Papantoniou Michail, Panagou Georgia, Kanavouras Konstantinos
Neurology, General Hospital of Athens G. Gennimatas, Athens, GRC.
Cureus. 2024 Sep 30;16(9):e70546. doi: 10.7759/cureus.70546. eCollection 2024 Sep.
Myelin oligodendrocyte glycoprotein (MOG) antibody-associated disease refers to a clinical and radiological spectrum of demyelinating disorders of the Central Nervous System. We report the case of a female adult patient presenting to our department with an episode of seizures and cognitive dysfunction, compatible with Gerstmann syndrome. Brain MRI revealed a high T2 and DWI signal unilateral cortical lesion at the inferior left parietal lobe and leptomeningeal contrast enhancement. Lumbar puncture showed pleocytosis of the lymphocytic type and elevated protein. Upon suspicion of autoimmune encephalitis, extensive laboratory testing was performed, and the patient's serum and cerebrospinal fluid (CSF) tested positive for anti-MOG, while anti-glial fibrillary acidic protein (GFAP) antibodies were detected in her serum. A diagnosis of FLAIR-hyperintense lesions in anti-MOG-associated encephalitis with seizures (FLAMES) was made, and the patient was treated with intravenous methylprednisolone for five days, leading to clinical remission within days. However, serum anti-MOG IgG titers were found to be higher on follow-up, and the patient experienced a relapse, thus treatment with azathioprine was initiated. We suggest that upon suspicion of autoimmune encephalitis, all patients should be tested for serum and CSF anti-MOG IgG antibodies. Furthermore, we consider that anti-MOG antibody titers and GFAP concentration could be used as possible biomarkers for the disease course and treatment strategy options.

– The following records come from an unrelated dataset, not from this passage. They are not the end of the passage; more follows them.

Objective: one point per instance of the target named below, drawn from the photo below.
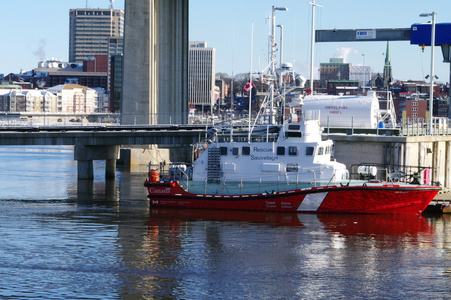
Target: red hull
(384, 199)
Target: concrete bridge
(104, 143)
(101, 142)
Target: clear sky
(35, 30)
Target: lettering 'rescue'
(262, 149)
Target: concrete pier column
(155, 72)
(447, 182)
(85, 154)
(110, 168)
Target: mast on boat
(312, 46)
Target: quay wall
(425, 151)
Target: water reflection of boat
(341, 224)
(372, 225)
(183, 215)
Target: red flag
(248, 86)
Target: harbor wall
(425, 151)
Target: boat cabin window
(293, 134)
(328, 150)
(280, 150)
(293, 150)
(292, 167)
(246, 150)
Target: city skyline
(37, 38)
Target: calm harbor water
(65, 239)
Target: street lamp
(364, 73)
(431, 92)
(281, 43)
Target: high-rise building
(201, 74)
(362, 74)
(92, 30)
(388, 74)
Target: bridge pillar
(84, 155)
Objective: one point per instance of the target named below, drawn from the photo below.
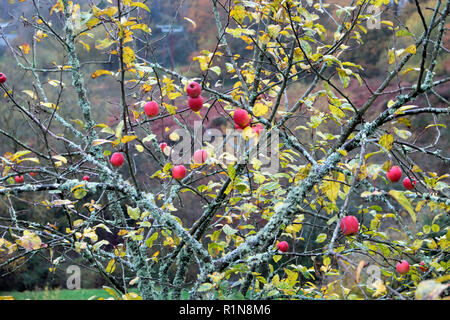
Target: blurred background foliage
(175, 50)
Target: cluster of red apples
(395, 173)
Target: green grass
(58, 294)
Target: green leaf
(205, 287)
(228, 230)
(134, 213)
(151, 239)
(321, 238)
(386, 141)
(80, 193)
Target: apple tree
(320, 182)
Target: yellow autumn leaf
(25, 48)
(174, 136)
(128, 55)
(60, 158)
(99, 142)
(404, 202)
(111, 266)
(140, 5)
(260, 109)
(30, 94)
(191, 21)
(126, 139)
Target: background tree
(77, 96)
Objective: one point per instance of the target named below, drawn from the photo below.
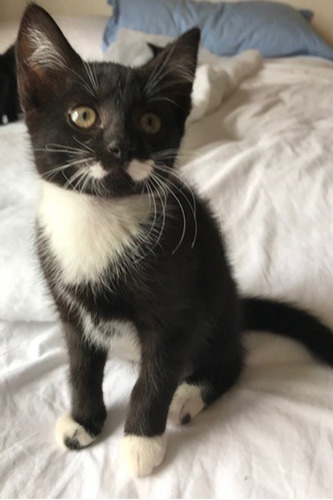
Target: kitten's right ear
(45, 59)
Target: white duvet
(264, 159)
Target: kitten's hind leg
(88, 413)
(215, 371)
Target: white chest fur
(86, 233)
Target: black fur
(180, 294)
(9, 101)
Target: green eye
(150, 123)
(83, 116)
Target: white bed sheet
(265, 161)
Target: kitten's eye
(150, 123)
(83, 117)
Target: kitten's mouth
(96, 171)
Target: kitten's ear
(172, 70)
(44, 58)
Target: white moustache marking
(97, 171)
(140, 170)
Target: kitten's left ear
(45, 59)
(172, 70)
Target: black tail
(289, 321)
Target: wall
(12, 9)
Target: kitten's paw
(186, 404)
(70, 434)
(143, 454)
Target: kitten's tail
(288, 321)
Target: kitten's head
(102, 128)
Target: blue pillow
(275, 29)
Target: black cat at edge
(125, 245)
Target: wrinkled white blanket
(215, 79)
(265, 162)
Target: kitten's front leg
(88, 411)
(144, 444)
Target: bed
(264, 160)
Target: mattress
(264, 161)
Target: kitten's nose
(115, 149)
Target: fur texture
(122, 240)
(9, 102)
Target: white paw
(70, 434)
(143, 454)
(186, 404)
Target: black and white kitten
(123, 241)
(9, 101)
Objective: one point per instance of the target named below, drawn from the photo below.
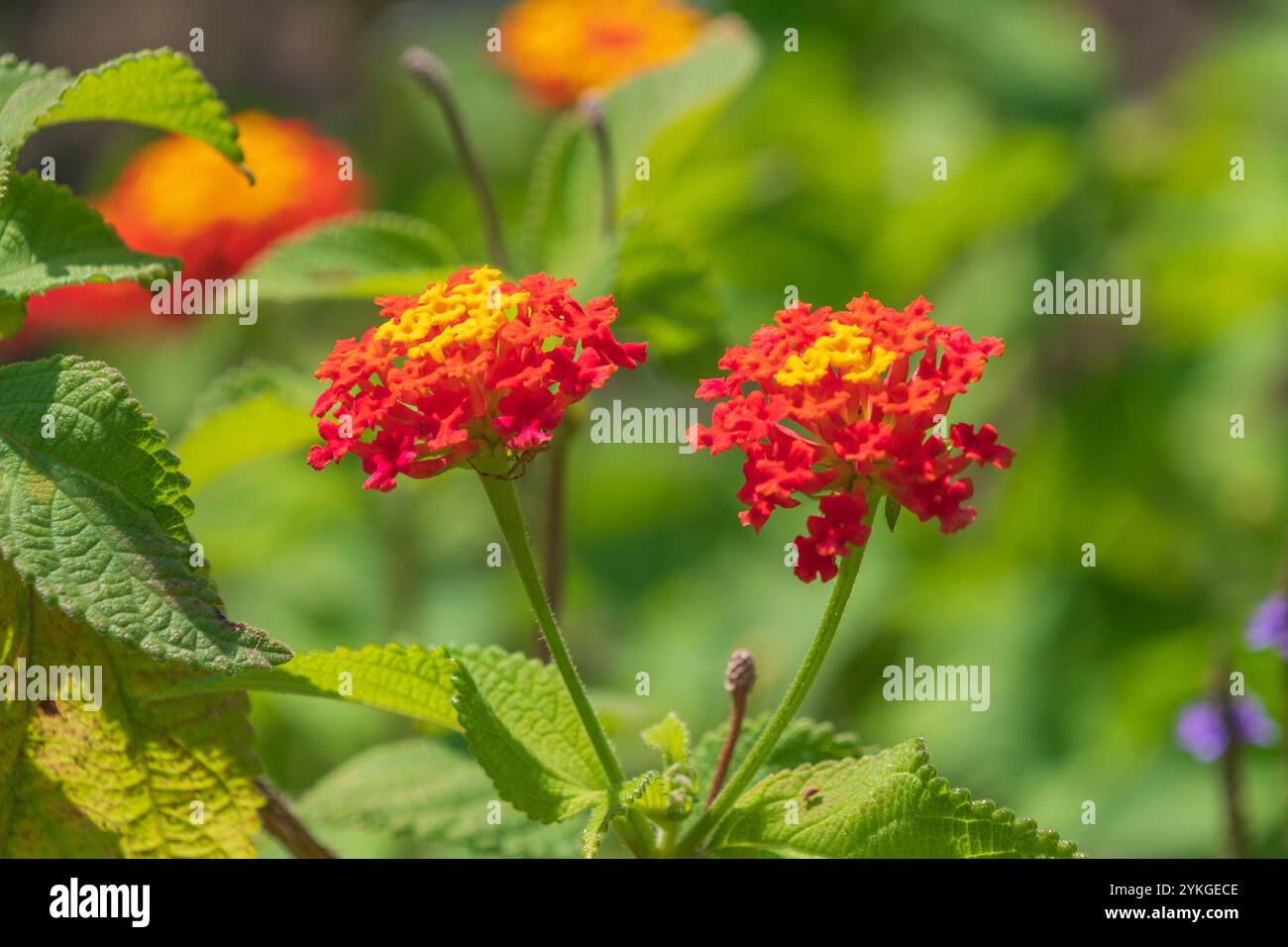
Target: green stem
(793, 699)
(509, 517)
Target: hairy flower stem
(433, 75)
(739, 678)
(793, 699)
(592, 110)
(509, 517)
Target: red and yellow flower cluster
(561, 50)
(180, 197)
(475, 369)
(838, 406)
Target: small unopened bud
(741, 673)
(429, 67)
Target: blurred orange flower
(179, 197)
(563, 48)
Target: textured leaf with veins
(50, 237)
(524, 732)
(158, 88)
(428, 791)
(94, 515)
(887, 805)
(399, 678)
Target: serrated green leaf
(425, 789)
(94, 515)
(670, 737)
(158, 88)
(400, 680)
(563, 219)
(523, 729)
(27, 90)
(804, 741)
(120, 781)
(887, 805)
(515, 712)
(612, 804)
(252, 412)
(50, 237)
(359, 257)
(893, 509)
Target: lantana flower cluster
(561, 50)
(180, 197)
(475, 369)
(840, 405)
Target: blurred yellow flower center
(471, 312)
(185, 183)
(567, 47)
(846, 351)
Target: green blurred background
(816, 175)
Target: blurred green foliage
(818, 176)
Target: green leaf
(670, 738)
(523, 729)
(804, 741)
(93, 512)
(252, 412)
(887, 805)
(50, 237)
(120, 781)
(158, 88)
(400, 680)
(359, 257)
(666, 294)
(515, 712)
(27, 90)
(612, 804)
(425, 789)
(675, 101)
(893, 509)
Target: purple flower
(1201, 728)
(1269, 625)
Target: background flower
(179, 197)
(1269, 625)
(1202, 731)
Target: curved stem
(509, 517)
(433, 75)
(793, 699)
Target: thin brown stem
(283, 825)
(433, 75)
(739, 678)
(1236, 839)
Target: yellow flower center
(471, 312)
(845, 350)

髓鞘少突胶质细胞糖蛋白(MOG)抗体相关疾病是指中枢神经系统脱髓鞘疾病的临床和影像学谱系。我们报告了一名成年女性患者的病例,该患者因癫痫发作和认知功能障碍前来我科就诊,符合格斯特曼综合征。脑部MRI显示左侧顶叶下部有一个高T2和DWI信号的单侧皮质病变,软脑膜有对比增强。腰椎穿刺显示淋巴细胞型细胞增多和蛋白升高。在怀疑自身免疫性脑炎后,进行了广泛的实验室检查,患者血清和脑脊液(CSF)抗MOG检测呈阳性,而其血清中检测到抗胶质纤维酸性蛋白(GFAP)抗体。诊断为伴有癫痫发作的抗MOG相关脑炎的FLAIR高信号病变(FLAMES),患者接受静脉注射甲基强的松龙治疗5天,数天内临床缓解。然而,随访时发现血清抗MOG IgG滴度更高,患者复发,因此开始使用硫唑嘌呤治疗。我们建议,在怀疑自身免疫性脑炎时,所有患者都应检测血清和脑脊液抗MOG IgG抗体。此外,我们认为抗MOG抗体滴度和GFAP浓度可作为疾病进程和治疗策略选择的可能生物标志物。